La Flore

Du fait de la rareté de l'eau, le Sahara est quasiment dépourvu de flore. De la végétation méditerranéenne qui couvrait les montagnes du Sahara avant qu'il ne devienne un désert, il ne reste que le laurier-rose et le cyprès du tassili, à proximité des gueltas. Les plantes se sont adaptées au milieu pour réduire l'évaporation et augmenter l'absorption d'eau : feuilles très petites, racines très longues capables de plonger dans les couches les plus humides du sol (acacias, tamaris), accumulation d'eau dans les tissus et feuilles recouvertes de cire (succulentes), perdre ses racines et se laisser transporter pour absorber l'humidité de l'atmosphère (roses de Jéricho), sucer la lymphe des racines des autres plantes (cystanche), perdre ses feuilles en cas d'aridité et les laisser pousser en saison humide (zilla), rendre ses feuilles immangeables (pommier de Sodome), … On peut trouver quelques arbustes isolés (tamaris, acacias) dans le lit des oueds.
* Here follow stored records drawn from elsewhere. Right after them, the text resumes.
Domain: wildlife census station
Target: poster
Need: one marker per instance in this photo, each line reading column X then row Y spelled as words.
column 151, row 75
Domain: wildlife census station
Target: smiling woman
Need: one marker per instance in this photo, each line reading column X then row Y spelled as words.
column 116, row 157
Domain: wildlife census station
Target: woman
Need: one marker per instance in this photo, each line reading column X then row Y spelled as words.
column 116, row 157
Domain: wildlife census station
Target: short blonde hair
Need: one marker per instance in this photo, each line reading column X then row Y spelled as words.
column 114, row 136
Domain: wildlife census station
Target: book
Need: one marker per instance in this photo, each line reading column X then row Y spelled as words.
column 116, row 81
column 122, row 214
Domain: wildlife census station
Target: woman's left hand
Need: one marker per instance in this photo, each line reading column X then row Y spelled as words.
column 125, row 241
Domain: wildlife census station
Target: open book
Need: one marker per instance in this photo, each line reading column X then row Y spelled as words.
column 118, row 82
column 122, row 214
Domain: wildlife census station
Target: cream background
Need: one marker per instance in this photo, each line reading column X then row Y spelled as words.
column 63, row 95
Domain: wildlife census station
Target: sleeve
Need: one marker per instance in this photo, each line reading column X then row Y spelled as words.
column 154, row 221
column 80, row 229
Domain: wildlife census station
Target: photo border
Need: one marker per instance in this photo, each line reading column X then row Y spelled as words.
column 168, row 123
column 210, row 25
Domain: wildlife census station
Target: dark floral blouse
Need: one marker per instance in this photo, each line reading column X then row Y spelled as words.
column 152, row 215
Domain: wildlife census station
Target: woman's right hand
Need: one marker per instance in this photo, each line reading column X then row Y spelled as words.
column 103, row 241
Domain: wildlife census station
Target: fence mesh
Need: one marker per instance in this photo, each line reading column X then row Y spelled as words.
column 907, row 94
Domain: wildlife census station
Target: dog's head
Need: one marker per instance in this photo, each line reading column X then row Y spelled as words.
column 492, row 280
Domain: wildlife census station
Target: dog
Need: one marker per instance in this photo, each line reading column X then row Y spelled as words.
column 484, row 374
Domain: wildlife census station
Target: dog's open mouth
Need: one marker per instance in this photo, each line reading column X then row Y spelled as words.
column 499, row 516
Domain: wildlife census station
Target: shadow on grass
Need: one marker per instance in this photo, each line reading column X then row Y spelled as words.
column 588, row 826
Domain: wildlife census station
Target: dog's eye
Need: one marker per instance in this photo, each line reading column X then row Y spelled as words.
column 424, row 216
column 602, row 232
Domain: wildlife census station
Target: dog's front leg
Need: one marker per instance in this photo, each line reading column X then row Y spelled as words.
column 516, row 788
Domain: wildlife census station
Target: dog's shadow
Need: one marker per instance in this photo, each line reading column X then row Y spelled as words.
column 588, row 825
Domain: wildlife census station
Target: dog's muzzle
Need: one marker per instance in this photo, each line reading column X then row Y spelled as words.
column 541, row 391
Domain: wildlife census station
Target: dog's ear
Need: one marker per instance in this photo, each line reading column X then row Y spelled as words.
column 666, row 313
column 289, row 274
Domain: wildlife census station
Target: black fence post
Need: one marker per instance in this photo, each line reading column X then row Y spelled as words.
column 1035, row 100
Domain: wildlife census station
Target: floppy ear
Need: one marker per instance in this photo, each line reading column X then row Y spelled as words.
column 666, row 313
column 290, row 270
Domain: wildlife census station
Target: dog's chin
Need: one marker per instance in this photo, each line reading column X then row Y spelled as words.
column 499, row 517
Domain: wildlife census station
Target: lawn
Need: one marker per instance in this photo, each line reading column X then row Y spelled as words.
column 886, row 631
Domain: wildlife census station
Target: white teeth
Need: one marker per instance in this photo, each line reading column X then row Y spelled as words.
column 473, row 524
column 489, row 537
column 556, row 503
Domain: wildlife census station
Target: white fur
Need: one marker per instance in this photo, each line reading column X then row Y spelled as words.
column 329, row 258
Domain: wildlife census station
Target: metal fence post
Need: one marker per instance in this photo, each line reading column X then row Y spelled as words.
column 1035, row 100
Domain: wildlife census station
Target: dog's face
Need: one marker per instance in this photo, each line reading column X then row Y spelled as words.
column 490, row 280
Les rares averses peuvent entraîner la pousse d'une maigre prairie temporaire, l'acheb, recherché par les nomades. Le palmier dattier, introduit par les arabes, est indispensable à l'existence de l'homme dans les oasis : les dattes sont un aliment très énergétique, les troncs servent à la fabrication des poutres, le feuillage sert à la fabrication des paniers, cordes, nattes et couverture pour les cabanes, … il protège du soleil les arbres fruitiers qui, à leur tour, abritent les cultures maraîchères.